A lot of people talk about emotional eating in a bad way, but I have another take on it that I’d like to share with you.
Why Emotional Eating is a Good Thing
What I have come to notice about my emotional eating is that it clues me in to the fact that something’s wrong. I don’t feel good, I’m out of the zone and my inner guidance wants me to do something about it.

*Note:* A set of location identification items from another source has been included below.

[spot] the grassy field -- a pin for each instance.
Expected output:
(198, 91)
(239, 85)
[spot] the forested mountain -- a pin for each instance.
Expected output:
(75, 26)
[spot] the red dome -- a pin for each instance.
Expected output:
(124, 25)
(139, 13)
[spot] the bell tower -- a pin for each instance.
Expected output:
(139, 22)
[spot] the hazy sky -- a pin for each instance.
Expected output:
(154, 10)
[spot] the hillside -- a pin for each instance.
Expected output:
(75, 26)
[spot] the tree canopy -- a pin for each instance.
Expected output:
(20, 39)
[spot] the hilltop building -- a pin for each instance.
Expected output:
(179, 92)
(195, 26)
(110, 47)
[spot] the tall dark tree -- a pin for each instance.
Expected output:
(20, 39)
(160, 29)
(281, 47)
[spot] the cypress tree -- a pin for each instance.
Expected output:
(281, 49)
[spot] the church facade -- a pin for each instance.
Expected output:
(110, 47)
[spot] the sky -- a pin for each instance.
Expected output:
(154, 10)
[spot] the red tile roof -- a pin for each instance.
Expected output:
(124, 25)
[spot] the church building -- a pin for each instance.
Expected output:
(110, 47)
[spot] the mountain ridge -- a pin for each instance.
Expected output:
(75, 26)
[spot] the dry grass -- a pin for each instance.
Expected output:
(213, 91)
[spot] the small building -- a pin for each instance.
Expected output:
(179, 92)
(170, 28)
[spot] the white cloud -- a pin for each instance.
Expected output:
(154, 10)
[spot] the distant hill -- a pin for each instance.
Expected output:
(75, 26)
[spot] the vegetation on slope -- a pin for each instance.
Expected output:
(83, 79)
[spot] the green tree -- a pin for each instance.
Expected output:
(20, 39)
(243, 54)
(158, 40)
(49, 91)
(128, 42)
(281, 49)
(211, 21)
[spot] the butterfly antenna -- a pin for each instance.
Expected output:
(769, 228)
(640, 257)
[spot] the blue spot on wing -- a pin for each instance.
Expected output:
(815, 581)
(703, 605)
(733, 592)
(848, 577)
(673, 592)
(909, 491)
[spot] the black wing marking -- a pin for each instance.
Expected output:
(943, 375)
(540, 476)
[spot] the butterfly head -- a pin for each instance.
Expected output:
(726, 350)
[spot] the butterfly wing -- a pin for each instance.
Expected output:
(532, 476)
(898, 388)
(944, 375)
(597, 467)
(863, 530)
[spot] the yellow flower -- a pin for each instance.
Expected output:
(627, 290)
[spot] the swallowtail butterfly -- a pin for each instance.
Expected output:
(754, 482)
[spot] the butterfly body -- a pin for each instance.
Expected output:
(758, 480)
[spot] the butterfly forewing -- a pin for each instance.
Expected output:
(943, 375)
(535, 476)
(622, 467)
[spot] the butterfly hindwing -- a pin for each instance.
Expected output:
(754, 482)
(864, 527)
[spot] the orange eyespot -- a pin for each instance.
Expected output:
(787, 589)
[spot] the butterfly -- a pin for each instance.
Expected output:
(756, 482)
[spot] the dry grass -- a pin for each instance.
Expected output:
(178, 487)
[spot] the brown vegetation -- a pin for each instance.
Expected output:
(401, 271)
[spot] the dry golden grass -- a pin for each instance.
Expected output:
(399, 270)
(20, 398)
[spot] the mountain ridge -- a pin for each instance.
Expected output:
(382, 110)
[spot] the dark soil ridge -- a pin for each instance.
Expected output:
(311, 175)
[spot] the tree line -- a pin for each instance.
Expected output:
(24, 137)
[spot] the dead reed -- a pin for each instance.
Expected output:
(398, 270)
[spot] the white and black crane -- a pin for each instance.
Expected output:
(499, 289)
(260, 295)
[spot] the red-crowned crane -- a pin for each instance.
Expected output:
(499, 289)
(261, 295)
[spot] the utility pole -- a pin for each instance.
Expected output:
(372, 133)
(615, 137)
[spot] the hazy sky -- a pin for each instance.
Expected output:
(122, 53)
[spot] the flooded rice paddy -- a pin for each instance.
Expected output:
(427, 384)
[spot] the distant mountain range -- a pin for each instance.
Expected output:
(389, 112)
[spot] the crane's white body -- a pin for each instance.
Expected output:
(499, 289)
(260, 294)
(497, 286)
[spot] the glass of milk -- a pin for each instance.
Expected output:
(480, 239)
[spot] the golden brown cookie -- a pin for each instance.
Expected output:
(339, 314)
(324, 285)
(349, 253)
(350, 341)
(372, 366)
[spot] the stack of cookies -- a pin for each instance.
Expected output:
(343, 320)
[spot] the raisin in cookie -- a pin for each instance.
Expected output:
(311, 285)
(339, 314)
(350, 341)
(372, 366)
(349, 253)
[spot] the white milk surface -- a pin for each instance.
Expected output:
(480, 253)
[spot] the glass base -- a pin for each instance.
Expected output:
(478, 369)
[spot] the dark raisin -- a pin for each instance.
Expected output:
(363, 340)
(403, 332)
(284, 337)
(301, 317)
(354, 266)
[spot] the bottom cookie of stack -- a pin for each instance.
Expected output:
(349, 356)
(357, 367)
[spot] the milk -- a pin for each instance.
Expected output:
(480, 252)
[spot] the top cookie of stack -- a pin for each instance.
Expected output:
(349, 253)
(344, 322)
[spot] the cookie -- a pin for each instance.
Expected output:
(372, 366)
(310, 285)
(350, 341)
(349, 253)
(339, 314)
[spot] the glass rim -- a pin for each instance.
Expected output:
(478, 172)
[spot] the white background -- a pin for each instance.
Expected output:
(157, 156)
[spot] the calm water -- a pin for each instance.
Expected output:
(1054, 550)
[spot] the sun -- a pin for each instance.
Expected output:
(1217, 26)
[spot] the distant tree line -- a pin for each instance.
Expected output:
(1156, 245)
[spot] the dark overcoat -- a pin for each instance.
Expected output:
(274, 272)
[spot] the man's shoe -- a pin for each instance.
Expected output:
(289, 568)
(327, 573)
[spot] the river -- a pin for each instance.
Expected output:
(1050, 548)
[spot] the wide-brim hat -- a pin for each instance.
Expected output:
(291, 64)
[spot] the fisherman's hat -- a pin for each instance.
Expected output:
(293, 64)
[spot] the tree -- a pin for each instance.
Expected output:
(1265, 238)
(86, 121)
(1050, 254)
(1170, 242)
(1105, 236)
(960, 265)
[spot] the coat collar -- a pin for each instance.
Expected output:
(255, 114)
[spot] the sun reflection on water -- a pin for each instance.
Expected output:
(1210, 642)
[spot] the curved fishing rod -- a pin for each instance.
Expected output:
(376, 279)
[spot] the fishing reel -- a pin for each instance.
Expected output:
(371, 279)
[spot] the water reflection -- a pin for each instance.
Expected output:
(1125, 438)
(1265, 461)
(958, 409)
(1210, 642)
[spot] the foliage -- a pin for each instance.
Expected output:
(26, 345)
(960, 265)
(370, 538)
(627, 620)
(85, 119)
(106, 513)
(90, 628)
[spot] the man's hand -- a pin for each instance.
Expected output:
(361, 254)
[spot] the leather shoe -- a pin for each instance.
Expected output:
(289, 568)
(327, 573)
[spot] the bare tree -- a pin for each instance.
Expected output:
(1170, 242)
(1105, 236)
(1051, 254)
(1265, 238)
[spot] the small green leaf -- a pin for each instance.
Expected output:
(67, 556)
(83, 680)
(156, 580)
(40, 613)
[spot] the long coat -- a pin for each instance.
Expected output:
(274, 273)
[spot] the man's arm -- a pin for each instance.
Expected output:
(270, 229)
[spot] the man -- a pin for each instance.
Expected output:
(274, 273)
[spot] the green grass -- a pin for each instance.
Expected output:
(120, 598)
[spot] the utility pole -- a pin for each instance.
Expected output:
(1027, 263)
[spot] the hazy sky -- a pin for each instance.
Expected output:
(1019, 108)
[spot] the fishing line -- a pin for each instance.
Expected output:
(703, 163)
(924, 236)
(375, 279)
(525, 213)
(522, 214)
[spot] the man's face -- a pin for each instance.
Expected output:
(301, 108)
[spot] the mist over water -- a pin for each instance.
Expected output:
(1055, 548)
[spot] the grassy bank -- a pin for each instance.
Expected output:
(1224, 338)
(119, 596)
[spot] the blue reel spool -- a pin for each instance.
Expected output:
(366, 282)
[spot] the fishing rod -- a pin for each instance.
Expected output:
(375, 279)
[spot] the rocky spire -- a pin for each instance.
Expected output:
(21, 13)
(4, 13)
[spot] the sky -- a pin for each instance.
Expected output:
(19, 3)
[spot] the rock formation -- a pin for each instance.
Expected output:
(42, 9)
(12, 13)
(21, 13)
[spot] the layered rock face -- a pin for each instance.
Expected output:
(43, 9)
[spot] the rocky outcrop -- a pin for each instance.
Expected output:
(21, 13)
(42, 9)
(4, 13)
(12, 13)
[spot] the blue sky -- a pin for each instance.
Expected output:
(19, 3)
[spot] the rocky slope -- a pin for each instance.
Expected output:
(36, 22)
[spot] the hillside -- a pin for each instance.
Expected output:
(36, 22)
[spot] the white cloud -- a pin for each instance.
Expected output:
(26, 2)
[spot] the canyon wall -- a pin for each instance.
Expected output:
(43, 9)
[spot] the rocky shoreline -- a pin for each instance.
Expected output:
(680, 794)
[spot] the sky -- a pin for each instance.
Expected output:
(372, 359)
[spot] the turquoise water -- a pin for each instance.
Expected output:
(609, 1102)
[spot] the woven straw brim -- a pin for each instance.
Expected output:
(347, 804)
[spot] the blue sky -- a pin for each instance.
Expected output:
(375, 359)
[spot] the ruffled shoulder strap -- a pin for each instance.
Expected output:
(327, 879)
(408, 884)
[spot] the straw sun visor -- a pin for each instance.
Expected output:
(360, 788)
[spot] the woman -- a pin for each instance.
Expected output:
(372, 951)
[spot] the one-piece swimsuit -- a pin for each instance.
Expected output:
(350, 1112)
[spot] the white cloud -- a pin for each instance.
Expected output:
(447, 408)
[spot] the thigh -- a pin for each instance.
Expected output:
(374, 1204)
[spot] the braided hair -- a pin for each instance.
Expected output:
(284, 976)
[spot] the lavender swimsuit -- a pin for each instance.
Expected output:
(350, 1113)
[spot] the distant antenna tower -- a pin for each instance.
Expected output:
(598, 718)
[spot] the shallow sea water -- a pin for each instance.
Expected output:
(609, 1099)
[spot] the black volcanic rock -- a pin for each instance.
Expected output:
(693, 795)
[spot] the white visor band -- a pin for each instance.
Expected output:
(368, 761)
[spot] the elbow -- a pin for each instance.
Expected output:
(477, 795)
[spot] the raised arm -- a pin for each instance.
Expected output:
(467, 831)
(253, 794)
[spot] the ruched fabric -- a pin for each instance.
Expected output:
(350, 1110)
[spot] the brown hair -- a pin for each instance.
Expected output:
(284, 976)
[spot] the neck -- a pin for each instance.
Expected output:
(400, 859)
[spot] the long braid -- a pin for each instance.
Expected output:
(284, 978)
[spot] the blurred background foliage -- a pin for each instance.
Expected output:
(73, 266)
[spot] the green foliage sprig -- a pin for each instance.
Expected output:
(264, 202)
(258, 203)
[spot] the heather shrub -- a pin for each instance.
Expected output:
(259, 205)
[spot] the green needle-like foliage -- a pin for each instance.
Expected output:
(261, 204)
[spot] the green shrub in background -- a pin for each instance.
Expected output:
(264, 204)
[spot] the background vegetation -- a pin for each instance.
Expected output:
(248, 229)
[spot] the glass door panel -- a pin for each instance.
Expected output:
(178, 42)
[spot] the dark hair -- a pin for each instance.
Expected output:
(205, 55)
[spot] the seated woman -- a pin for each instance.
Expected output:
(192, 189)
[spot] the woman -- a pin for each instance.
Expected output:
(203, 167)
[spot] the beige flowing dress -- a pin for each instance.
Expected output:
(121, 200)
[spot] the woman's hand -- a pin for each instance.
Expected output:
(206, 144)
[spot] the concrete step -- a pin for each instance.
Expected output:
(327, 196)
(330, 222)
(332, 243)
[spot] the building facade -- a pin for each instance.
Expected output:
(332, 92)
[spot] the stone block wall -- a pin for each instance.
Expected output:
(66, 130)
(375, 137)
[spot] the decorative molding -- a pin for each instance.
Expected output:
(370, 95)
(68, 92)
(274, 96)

I could be doing far worse things to my body – drugs or alcohol. Watching Whitney Houston walk in on her husband screwing another woman and go straight for the cocaine I thought to myself, I’ve been there. I know what was going on. A seriously disturbing emotion is coming up for her and she wants to check out, numb it and go back to feeling happy.
I get it.
Especially the way food is engineered these days, eating can seem synonymous with happy and comfort, but it’s only temporary and the problem is still there staring us on the face when the food fest is over.
So when I noticed that overwhelming urge creep up on me last week, first I tried to fight it. Then I indulged a bit because emotional eating IS one of my coping mechanisms, but I’ll only let it go so far these days because I’m far more interested in feeling good physically than running from my emotions. I dusted myself off and went back to the beginning. What is really bothering me here?
I was triggered by a negative comment about how I looked. And in spite of dozens of people commenting on how good I look, I let one person knock me off of my high. The truth is, they didn’t knock me off, my partial agreement with their opinion knocked me off. Thoughts of not good enough returned from my childhood and the instinct to try to please them or fix myself reared its head.
So the emotional eating started, which I am so thankful for because it asked me to dig deeper. What is really bothering you about what they said? After a lot of writing and meditating I discovered a wound that I had forgotten was still open and infected from my past. The belief that if I was perfect, Dad would not have left Mom.
Complete story I made up as a 9 year old. I have no idea what was going on between them, but he left for his own reasons and not because of me. When I look further, my mom did everything she could to get him to stay. The bottom line is, that that discovery helped heal a very old wound. The urge to emotional eat dissipated and I gained new insight into myself.
There is no need to bend over backwards trying to “get it right” and “be perfect” and control my situation, because in the end, people are going to do what they are going to do and it does not have to do with me and I am ok.
Is there a situation in your past where you think, “if only I were different – if I did X then Y wouldn’t have happened?
First can you forgive yourself because you were only acting with the information tools and skills that you had at the time? Can you see that if it were about you and what you did or did not do, the outcome would have been different?
In the end, what happened, happened. It’s time to let yourself off the hook.